A study of Rodrun LC3000/PP blends under different stationary and non-stationary shear conditions: the influence of LCP content and processing temperature

 

 

Susana Filipe1,2, João Maia1 , Catarina Rosa Leal3,
Maria Teresa Cidade2

 

1 IPC – Institute for Polymers and Composites, Polymer Engineering Department, University of Minho, Campus de Azurém, 4800-058 Guimarães, Portugal

2Materials Science Department and CENIMAT, New University of Lisbon, Campus da Caparica, 2829-516 Caparica, Portugal

3ISEL, Polytechnical Institut of Lisbon, Scientific Area of Physics, Rua Conselheiro Emídio Navarro,1,1949-014 Lisboa, Portugal and C.F.M.C.- Lisbon University, Av. Prof. Gama Pinto 2, P-1649-003 Lisboa, Portugal

 

Abstract

 

      Blends containing liquid crystalline polymers and thermoplastics have been a topic of great interest for the scientific community due to their excellent performance and properties and thus, promising use in industrial applications. For that reason, from the eighties until today, these systems were widely studied and characterized in terms of their mechanical, morphological, and rheological properties under stationary conditions but not under non-stationary ones which are, in fact, those most relevant to processing sequences. Thus, despite all the published work on this subject, there is still a need to study the response of the materials under the latter conditions.

      The transient shear measurements performed on the blends of Rodrun LC3000 and PP showed an overshoot for the transient stress, the magnitude of which increases with increasing LCP content. This overshoot is attributed to the orientation and deformation of the LCP structures.

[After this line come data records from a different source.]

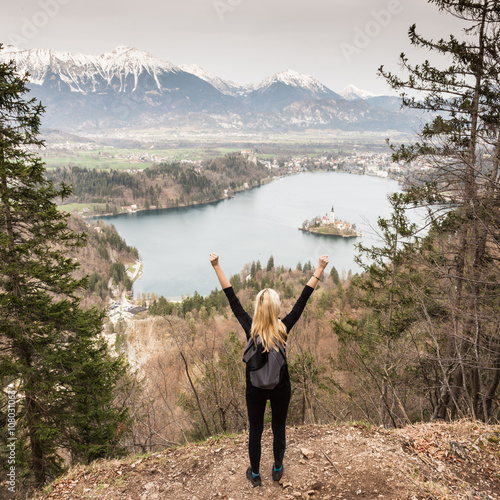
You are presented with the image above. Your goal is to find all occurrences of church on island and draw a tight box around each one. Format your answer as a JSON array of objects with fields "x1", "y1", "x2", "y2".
[{"x1": 300, "y1": 206, "x2": 361, "y2": 238}]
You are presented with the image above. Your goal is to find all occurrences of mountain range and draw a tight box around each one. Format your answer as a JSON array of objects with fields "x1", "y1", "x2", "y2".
[{"x1": 0, "y1": 45, "x2": 421, "y2": 133}]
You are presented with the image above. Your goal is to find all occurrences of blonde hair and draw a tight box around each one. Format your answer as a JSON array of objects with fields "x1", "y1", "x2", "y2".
[{"x1": 250, "y1": 288, "x2": 288, "y2": 352}]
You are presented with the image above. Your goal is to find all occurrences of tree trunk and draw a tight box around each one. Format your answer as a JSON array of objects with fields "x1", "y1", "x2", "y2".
[{"x1": 19, "y1": 345, "x2": 46, "y2": 487}]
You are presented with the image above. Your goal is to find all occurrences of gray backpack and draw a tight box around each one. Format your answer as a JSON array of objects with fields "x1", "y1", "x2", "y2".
[{"x1": 242, "y1": 335, "x2": 286, "y2": 390}]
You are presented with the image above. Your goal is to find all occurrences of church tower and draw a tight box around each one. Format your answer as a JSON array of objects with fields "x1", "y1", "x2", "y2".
[{"x1": 329, "y1": 205, "x2": 335, "y2": 224}]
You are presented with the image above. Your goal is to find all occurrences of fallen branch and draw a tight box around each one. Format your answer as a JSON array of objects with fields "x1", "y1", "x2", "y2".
[{"x1": 321, "y1": 449, "x2": 344, "y2": 478}]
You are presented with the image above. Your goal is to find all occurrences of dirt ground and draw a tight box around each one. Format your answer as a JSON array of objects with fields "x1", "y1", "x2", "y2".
[{"x1": 32, "y1": 421, "x2": 499, "y2": 500}]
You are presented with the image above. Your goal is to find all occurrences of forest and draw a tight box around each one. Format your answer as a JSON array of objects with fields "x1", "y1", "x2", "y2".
[
  {"x1": 69, "y1": 217, "x2": 139, "y2": 307},
  {"x1": 45, "y1": 153, "x2": 271, "y2": 214}
]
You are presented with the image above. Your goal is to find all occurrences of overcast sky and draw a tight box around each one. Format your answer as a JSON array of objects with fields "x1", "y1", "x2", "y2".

      The results obtained for the blends by Large Amplitude Oscillatory Shear, LAOS, were revealed to be highly sensitive (compared with those observed in steady shear measurements) not only to the LCP content, but also to the processing temperature. From the rheological point of view an unusual behavior was observed for these systems, which was characterized by an increase of the viscosity and storage modulus with the increase of the LCP content at low frequencies, but a decrease at high frequencies. The traditional and well-known decrease of steady shear viscosity and mechanical improvement, induced by the addition of liquid crystalline polymer to the thermoplastic, was also observed.